El tatuado rostro de Alaksmí era una máscara de furia, mientras contemplaba el otro aerodeslizador vacío. La piloto conectó los mandos mientras el sonido de las turbinas aumentaba y la aeronave se elevaba en el cielo.

-Creo que se había alejado un poco, para explorar. Mire, ahí está...

El otro piloto llegó corriendo hasta el aerodeslizador todavía posado en el suelo y se introdujo en él. Pero la voz de Carver quedó en silencio cuando una colosal figura de color azul surgió bruscamente de la boca de la cueva.

Era gigantesca, un engendro de pesadilla. Strygya jamás había visto nada parecido ni siquiera en las profundidades abisales de los océanos de Hécuba. Era azul y pulposo y arrastraba con una celeridad increíble por el suelo su masa trémula como un gusano, aunque tenía pequeños tentáculos aplastados y antenas carnosas y otras probóscides cuyo uso Strygya era incapaz de imaginar. Su enorme cabeza bulbosa se movió de un lado a otro en busca de sus presas, con la boca abierta, cuando localizó a los humanos.
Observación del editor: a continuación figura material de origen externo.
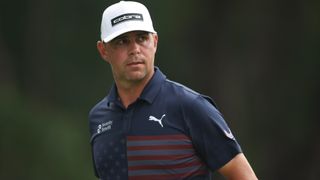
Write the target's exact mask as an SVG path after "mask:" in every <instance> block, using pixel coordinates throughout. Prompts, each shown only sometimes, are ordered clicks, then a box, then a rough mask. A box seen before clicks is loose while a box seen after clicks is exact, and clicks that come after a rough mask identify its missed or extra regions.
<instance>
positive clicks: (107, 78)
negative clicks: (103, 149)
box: [0, 0, 320, 180]
mask: <svg viewBox="0 0 320 180" xmlns="http://www.w3.org/2000/svg"><path fill="white" fill-rule="evenodd" d="M114 2H117V1H88V0H18V1H1V2H0V140H1V141H0V179H1V180H2V179H3V180H7V179H10V180H16V179H17V180H18V179H25V180H40V179H41V180H44V179H45V180H57V179H77V180H94V179H95V178H94V175H93V170H92V163H91V153H90V145H89V138H90V137H89V129H88V119H87V116H88V112H89V110H90V109H91V107H92V106H93V105H94V104H95V103H96V102H97V101H98V100H100V99H101V98H102V97H104V96H105V95H106V94H107V92H108V89H109V88H110V86H111V84H112V76H111V71H110V68H109V65H108V64H106V63H105V62H104V61H102V60H101V59H100V57H99V55H98V52H97V50H96V42H97V40H98V39H99V37H100V36H99V33H100V20H101V15H102V12H103V10H104V9H105V7H106V6H108V5H110V4H112V3H114ZM140 2H143V3H145V4H146V6H147V7H148V8H149V10H150V12H151V16H152V18H153V20H154V26H155V29H156V30H157V32H158V34H159V45H158V52H157V56H156V62H155V63H156V65H157V66H159V67H160V68H161V70H162V71H163V72H164V73H165V74H167V76H168V77H169V78H170V79H171V80H174V81H178V82H180V83H182V84H185V85H187V86H189V87H190V88H192V89H194V90H196V91H199V92H201V93H203V94H207V95H209V96H211V97H212V98H213V99H214V100H215V101H216V103H217V104H218V107H219V109H220V110H221V112H222V113H223V114H224V116H225V119H226V121H227V122H228V124H229V125H230V127H231V129H232V130H233V132H234V134H235V135H236V137H237V139H238V140H239V142H240V144H241V145H242V148H243V150H244V153H245V155H246V157H247V158H248V160H249V161H250V163H251V165H252V167H253V168H254V170H255V172H256V174H257V175H258V177H259V178H260V179H272V180H277V179H307V180H316V179H320V166H319V161H320V141H319V139H320V133H319V127H320V126H319V124H320V123H319V120H320V118H319V117H320V113H319V97H320V96H319V92H320V76H319V75H320V69H319V68H320V51H319V47H320V1H310V0H305V1H303V0H280V1H279V0H244V1H225V0H220V1H219V0H210V1H209V0H206V1H202V0H200V1H199V0H197V1H196V0H190V1H185V0H174V1H171V0H161V1H160V0H159V1H155V0H153V1H152V0H149V1H140ZM216 176H217V179H220V177H219V176H218V175H216Z"/></svg>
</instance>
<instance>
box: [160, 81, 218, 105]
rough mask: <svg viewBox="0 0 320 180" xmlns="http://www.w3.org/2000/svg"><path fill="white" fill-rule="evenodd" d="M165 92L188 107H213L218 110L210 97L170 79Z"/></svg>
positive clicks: (213, 101) (167, 83)
mask: <svg viewBox="0 0 320 180" xmlns="http://www.w3.org/2000/svg"><path fill="white" fill-rule="evenodd" d="M163 91H164V93H165V94H168V95H169V94H170V95H172V97H170V98H173V99H175V100H178V102H182V103H183V104H184V105H187V106H193V107H194V106H195V105H196V106H213V107H215V108H216V104H215V102H214V101H213V100H212V99H211V98H210V97H209V96H206V95H203V94H201V93H199V92H197V91H195V90H193V89H191V88H189V87H187V86H185V85H183V84H180V83H178V82H175V81H171V80H169V79H166V81H165V83H164V89H163Z"/></svg>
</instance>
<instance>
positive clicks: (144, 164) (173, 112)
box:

El monstruoso gusano se irguió violentamente, alcanzando el aerodeslizador de MacKreena, que comenzaba a elevarse, y provocando su caída. El vehículo se estrelló erráticamente contra la pared rocosa y el gran gusano azul se lanzó hacia los restos de la aeronave. Strygya apartó la vista, horrorizada, y rezó a dioses en los que no creía para que el piloto no hubiera sobrevivido al impacto.

Alaksmí se pasó una mano por su rapada cabeza. Su rostro, tatuado como una temible calavera estaba lívido de furia.

-¡Joder!

Alaskmí golpeó la metálica pared de la nave con su cabeza.

-¡Joder! ¡Joder! ¡Joder!

La humana golpeó una segunda y tercera vez, hasta que un hilo de sangre corrió desde su frente.

Strygya la abrazó por detrás, intentando detenerla.

-Por favor... no sigas...

Alaksmí se volvió con furia hacia ella. Sus ojos estaban húmedos.

-¡Es culpa tuya! De no ser por ti, yo me hubiera podido quedar con él, a su lado.

-Hubieras muerto con él. Las dos hubiéramos muerto. Nos salvó la vida. Tú... tú me has salvado la vida.

Alaksmí pareció serenarse y se apoyó en la pared, resbalando hasta quedar sentada en el suelo.

La voz de Carver sacó de sus cavilaciones a Strygya.

-Volvemos a casa.

-¡No! Espere un momento, por favor.

La hecubiana se lanzó hacia una de las ventanas laterales. Desde la altitud pudo contemplar cómo otro gigantesco gusano azul surgía de la caverna. Y poco después, un tercero.

-Que los dioses nos ayuden. Es un nido.